Parce que les bébés à naître sont, comme le dit le journal ACPeds, "baignés dans le liquide amniotique", en avalant beaucoup d'onces chaque jour, ils sont essentiellement programmés "pour préférer ces mêmes odeurs et goûts par la suite pour renforcer les liens avec la mère".

Non seulement les nouveau-nés préfèrent le son de la voix de leur mère, mais ils le reconnaissent dès deux à quatre jours après la naissance. Pour les mères qui chantent et parlent à leur bébé à naître, des études ont révélé que les nouveau-nés reconnaissent les chansons qu'on leur chante in utero et préfèrent entendre les livres qu'on leur lit encore dans le ventre de leur mère.


Après la naissance

Bien sûr, les mères (et les pères) continuent d'avoir un impact sur leurs enfants longtemps après la naissance. De nouvelles recherches démontrent qu'une " parentalité réceptive " est essentielle à la santé, au développement et au bien-être à court et à long terme des bébés et des enfants.

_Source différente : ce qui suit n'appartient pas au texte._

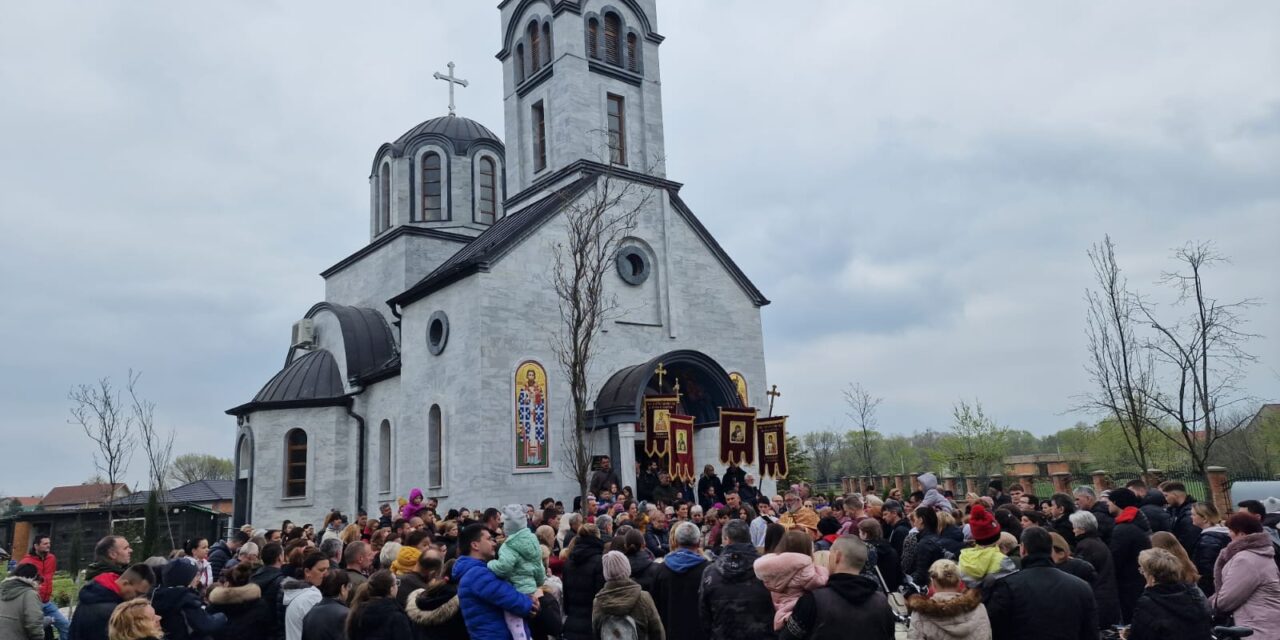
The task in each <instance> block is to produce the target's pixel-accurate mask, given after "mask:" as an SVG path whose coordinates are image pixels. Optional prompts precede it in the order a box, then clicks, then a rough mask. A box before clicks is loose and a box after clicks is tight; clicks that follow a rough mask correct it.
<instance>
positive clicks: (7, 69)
mask: <svg viewBox="0 0 1280 640" xmlns="http://www.w3.org/2000/svg"><path fill="white" fill-rule="evenodd" d="M494 4H495V3H494V1H492V0H490V1H472V0H467V1H466V3H463V1H444V0H430V1H421V0H420V1H381V3H366V4H364V5H361V6H360V8H358V10H356V6H355V5H352V4H349V3H335V1H308V3H284V1H275V3H248V1H243V3H202V4H198V5H197V4H193V3H161V1H100V3H76V1H59V0H50V1H41V3H10V4H9V5H8V6H6V8H5V12H4V14H5V15H4V19H3V20H0V91H3V96H4V97H3V99H0V141H3V142H0V301H3V302H0V335H3V337H4V339H5V346H4V348H3V353H4V355H3V357H0V407H3V411H0V438H3V442H4V443H5V445H4V447H0V451H3V452H4V458H3V461H0V468H3V470H4V472H3V474H0V494H5V493H44V492H46V490H47V489H49V488H50V486H52V485H55V484H68V483H79V481H82V480H84V479H87V477H88V476H91V475H92V474H93V466H92V460H91V452H92V449H91V447H90V444H88V443H87V440H86V439H84V436H83V435H82V434H81V433H79V431H78V429H77V428H74V426H70V425H68V422H67V419H68V406H69V403H68V401H67V392H68V389H69V388H70V387H72V385H74V384H77V383H87V381H92V380H95V379H97V378H100V376H106V375H110V376H113V378H114V379H115V380H116V381H123V378H124V375H125V371H127V370H128V369H129V367H133V369H136V370H141V371H142V372H143V376H142V381H141V387H142V390H143V393H145V394H146V396H147V397H150V398H151V399H154V401H155V402H156V403H157V404H159V416H160V419H161V421H163V422H164V424H165V425H172V426H174V428H175V429H177V430H178V434H179V442H178V449H179V452H214V453H220V454H225V456H230V454H232V444H233V434H234V420H233V419H230V417H228V416H225V415H224V413H223V411H224V410H225V408H228V407H232V406H234V404H238V403H241V402H244V401H247V399H248V398H250V397H252V394H253V393H255V392H256V390H257V388H259V387H260V385H261V384H262V383H264V381H266V380H268V379H269V378H270V375H271V374H274V371H275V370H278V369H279V365H280V362H282V358H283V356H284V348H285V347H287V340H288V332H289V326H291V323H292V321H293V320H296V319H297V317H300V316H301V315H302V314H303V312H305V311H306V310H307V308H308V307H310V305H311V303H312V302H315V301H317V300H320V298H321V297H323V282H321V279H320V278H319V276H317V273H319V271H320V270H323V269H325V268H326V266H329V265H332V264H333V262H335V261H337V260H339V259H340V257H344V256H346V255H348V253H349V252H352V251H355V250H357V248H360V247H361V246H362V244H364V243H365V242H366V241H367V218H366V215H367V182H366V177H367V174H369V163H370V161H371V157H372V154H374V151H375V150H376V148H378V146H379V145H380V143H381V142H384V141H389V140H394V138H396V137H397V136H399V134H401V133H402V132H403V131H406V129H408V128H410V127H412V125H413V124H416V123H419V122H421V120H424V119H428V118H430V116H435V115H442V114H443V113H444V111H445V102H447V97H445V87H444V84H443V83H440V82H435V81H431V79H430V77H431V73H433V72H435V70H444V64H445V63H447V61H449V60H454V61H457V64H458V73H460V74H461V76H463V77H466V78H467V79H470V81H471V83H472V84H471V87H470V88H467V90H463V91H462V93H461V95H460V97H458V102H460V113H461V114H463V115H468V116H471V118H475V119H477V120H480V122H481V123H484V124H486V125H489V128H492V129H494V131H499V132H500V131H502V83H500V67H499V63H498V61H497V60H495V59H494V52H495V51H497V50H498V47H499V31H498V26H499V24H498V12H497V9H495V8H494ZM804 5H805V8H804V10H788V9H783V6H790V5H787V4H785V3H783V4H780V3H776V1H768V3H767V1H763V0H750V1H748V0H733V1H732V3H727V1H712V0H678V1H676V0H663V1H660V6H659V9H660V15H659V31H660V32H662V33H663V35H664V36H667V42H666V44H664V45H663V46H662V70H663V100H664V106H666V122H667V132H666V133H667V152H668V156H669V157H668V170H669V175H671V178H673V179H676V180H680V182H684V183H685V184H686V187H685V189H684V196H685V200H686V201H687V202H689V204H690V205H691V206H692V207H694V211H696V212H698V215H699V216H700V218H701V219H703V221H704V223H705V224H707V227H708V228H710V230H712V232H713V233H714V234H716V236H717V238H718V239H719V241H721V243H722V244H723V246H724V247H726V248H727V250H728V251H730V253H731V255H732V256H733V257H735V259H736V260H737V261H739V264H740V265H741V266H742V269H744V270H745V271H746V273H748V274H749V275H750V276H751V278H753V279H754V280H755V283H756V284H758V285H759V287H760V288H762V289H763V291H764V293H765V294H767V296H768V297H771V298H772V300H773V305H772V306H769V307H765V310H764V321H765V340H767V351H768V366H769V383H772V384H777V385H778V387H780V388H781V389H782V392H783V394H785V396H783V398H782V399H781V401H780V406H778V408H780V411H785V412H787V413H790V415H792V416H794V419H795V421H794V422H792V426H794V428H795V429H797V430H809V429H820V428H827V426H840V425H841V424H842V421H844V419H842V412H844V411H842V406H841V399H840V390H841V388H844V387H845V385H846V384H847V383H849V381H852V380H858V381H861V383H863V384H864V385H865V387H868V388H869V389H870V390H872V392H874V393H876V394H878V396H882V397H884V403H883V407H882V413H881V422H882V425H883V428H884V430H886V431H891V433H910V431H913V430H916V429H925V428H945V426H946V425H947V424H948V421H950V410H951V406H952V403H954V402H955V401H956V399H960V398H970V399H972V398H979V399H980V401H982V402H983V403H984V406H986V407H987V410H988V412H989V413H992V415H995V416H996V417H997V419H998V420H1000V421H1002V422H1005V424H1007V425H1010V426H1016V428H1023V429H1028V430H1032V431H1034V433H1051V431H1053V430H1056V429H1060V428H1064V426H1069V425H1071V424H1073V422H1075V421H1076V420H1079V419H1083V417H1087V416H1083V415H1076V413H1069V412H1068V410H1069V408H1070V407H1071V406H1073V403H1074V402H1073V399H1071V398H1073V396H1075V394H1079V393H1080V392H1084V390H1087V389H1088V385H1087V379H1085V376H1084V372H1083V356H1084V337H1083V317H1084V306H1083V302H1082V296H1083V292H1084V289H1085V287H1087V285H1088V284H1089V275H1091V274H1089V265H1088V260H1087V257H1085V250H1087V248H1088V246H1089V244H1091V243H1092V242H1096V241H1098V239H1101V238H1102V237H1103V234H1111V236H1112V238H1114V239H1115V242H1116V244H1117V246H1119V253H1120V259H1121V261H1123V264H1124V266H1125V268H1128V269H1129V274H1130V278H1132V280H1133V282H1134V283H1135V284H1138V285H1140V287H1143V288H1146V289H1151V291H1156V288H1155V285H1153V282H1155V280H1156V278H1157V276H1158V273H1160V270H1161V269H1166V268H1169V266H1171V262H1170V260H1169V256H1170V252H1171V248H1172V247H1176V246H1179V244H1181V243H1183V242H1185V241H1188V239H1197V241H1213V242H1216V243H1217V246H1219V248H1220V251H1221V252H1222V253H1225V255H1228V256H1230V257H1231V259H1233V262H1231V264H1230V265H1224V266H1222V268H1219V269H1215V270H1213V271H1212V273H1211V274H1210V285H1211V288H1212V292H1215V293H1217V294H1219V296H1220V297H1221V298H1222V300H1233V298H1240V297H1258V298H1262V300H1263V301H1265V302H1266V303H1267V305H1266V306H1262V307H1260V308H1256V310H1254V311H1252V312H1251V314H1249V319H1251V320H1252V325H1251V328H1252V329H1253V330H1256V332H1260V333H1263V334H1267V337H1266V338H1262V339H1257V340H1254V342H1253V343H1252V344H1251V349H1252V351H1253V352H1254V353H1256V355H1258V356H1260V357H1261V358H1262V362H1261V364H1260V365H1258V366H1254V367H1252V369H1251V370H1249V372H1248V376H1247V381H1245V392H1247V393H1248V394H1249V396H1253V397H1257V398H1260V399H1272V401H1274V399H1276V398H1280V284H1277V282H1280V280H1277V278H1276V274H1277V273H1280V251H1277V247H1280V83H1277V82H1276V78H1280V32H1277V31H1276V28H1275V26H1276V24H1280V4H1276V3H1267V1H1256V3H1228V4H1222V3H1217V4H1206V3H1194V4H1193V3H1166V1H1160V3H1156V1H1151V3H1120V4H1116V3H1096V4H1089V3H1066V1H1061V3H1018V1H1006V3H963V4H961V3H861V1H859V3H851V1H847V0H820V1H810V3H804ZM133 468H134V472H133V474H131V477H133V479H140V477H141V475H142V462H141V460H138V461H136V462H134V465H133Z"/></svg>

L'autorité parentale est depuis longtemps le style parental considéré comme le plus bénéfique pour les enfants, comme l'a dit la Dre Jane Anderson, membre du conseil d'administration et pédiatre de l'ACPeds, dans un article précédent intitulé "Are Modern Parents Afraid to be Authority Figures ?". De nouvelles recherches démontrent que le rôle parental réceptif est un élément clé de l'autorité parentale et qu'il peut aider à atténuer le stress vécu par les enfants tant in utero qu'après la naissance. Voici comment le document ACPeds le décrit : "La réceptivité peut être à diverses situations, comme des signes de maladie, l'expression verbale ou faciale d'un besoin, ou une initiative exploratoire. La réceptivité est une composante d'un style parental plus complet et plus autoritaire, où les parents sont conscients des besoins émotionnels et physiques de leur enfant et sensibles à ces besoins, tout en étant disposés à appliquer constamment des corrections fermes et affectueuses au besoin."

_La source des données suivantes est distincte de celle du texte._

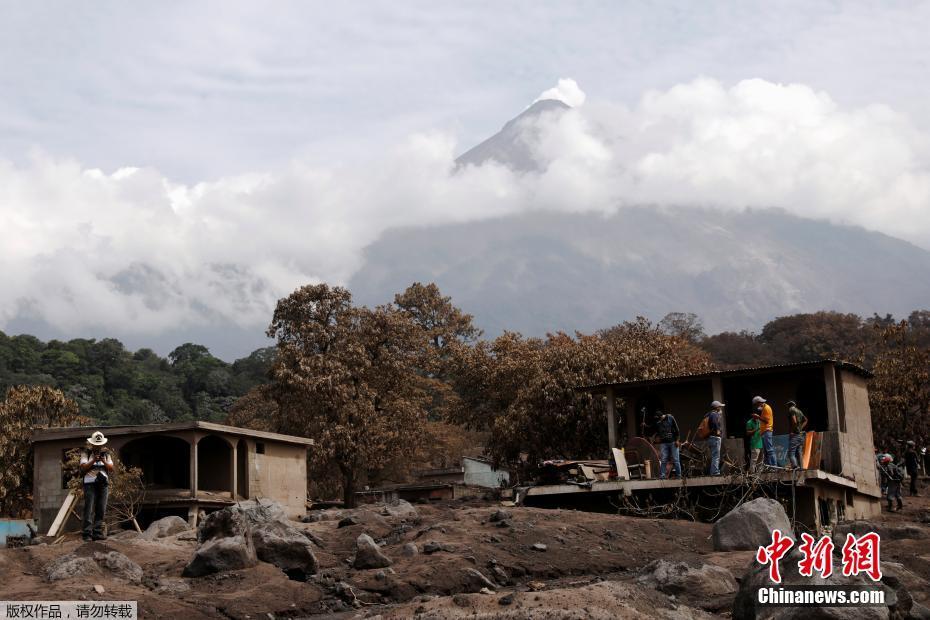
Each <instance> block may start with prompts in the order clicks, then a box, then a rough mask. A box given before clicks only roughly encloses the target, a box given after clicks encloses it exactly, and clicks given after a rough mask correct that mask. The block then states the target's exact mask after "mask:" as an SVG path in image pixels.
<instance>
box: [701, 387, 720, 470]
mask: <svg viewBox="0 0 930 620" xmlns="http://www.w3.org/2000/svg"><path fill="white" fill-rule="evenodd" d="M724 406H725V405H724V404H723V403H722V402H720V401H719V400H715V401H714V402H712V403H711V404H710V411H709V412H708V413H706V414H705V415H704V417H705V418H707V430H708V433H709V434H708V435H707V445H708V447H710V471H709V472H708V473H710V475H711V476H719V475H720V442H721V441H722V440H723V439H722V438H721V436H720V434H721V429H722V427H723V422H722V421H721V419H720V414H721V413H722V412H723V408H724Z"/></svg>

L'Organisation mondiale de la santé identifie trois composantes pour une parentalité réceptive. D'abord, le parent remarque la tentative de l'enfant d'attirer l'attention. Deuxièmement, le parent interprète correctement ces signaux. Troisièmement, le parent réagit rapidement pour répondre aux besoins de l'enfant.

Selon l'OMS, le fait d'être un parent réceptif " favorise le développement langagier, cognitif et psychosocial de l'enfant tout au long de sa vie ". Il est prouvé qu'une mère qui répond de façon appropriée aux besoins de son nourrisson améliore en fait le développement de son cerveau. On croit que le tempérament des enfants et leur capacité d'autorégulation peuvent aussi être influencés positivement par des parents réceptifs. Une étude a établi un lien entre le rôle parental réceptif et le développement du langage chez les enfants. Une autre a constaté que la réactivité maternelle "facilitait une plus grande croissance des compétences sociales, émotionnelles, cognitives et de communication des nourrissons cibles".

Le lien mère-enfant serait inexplicablement étonnant si ce n'était de savoir que c'est notre Créateur qui a conçu ces systèmes intimement liés qui mènent à une chose : l'amour.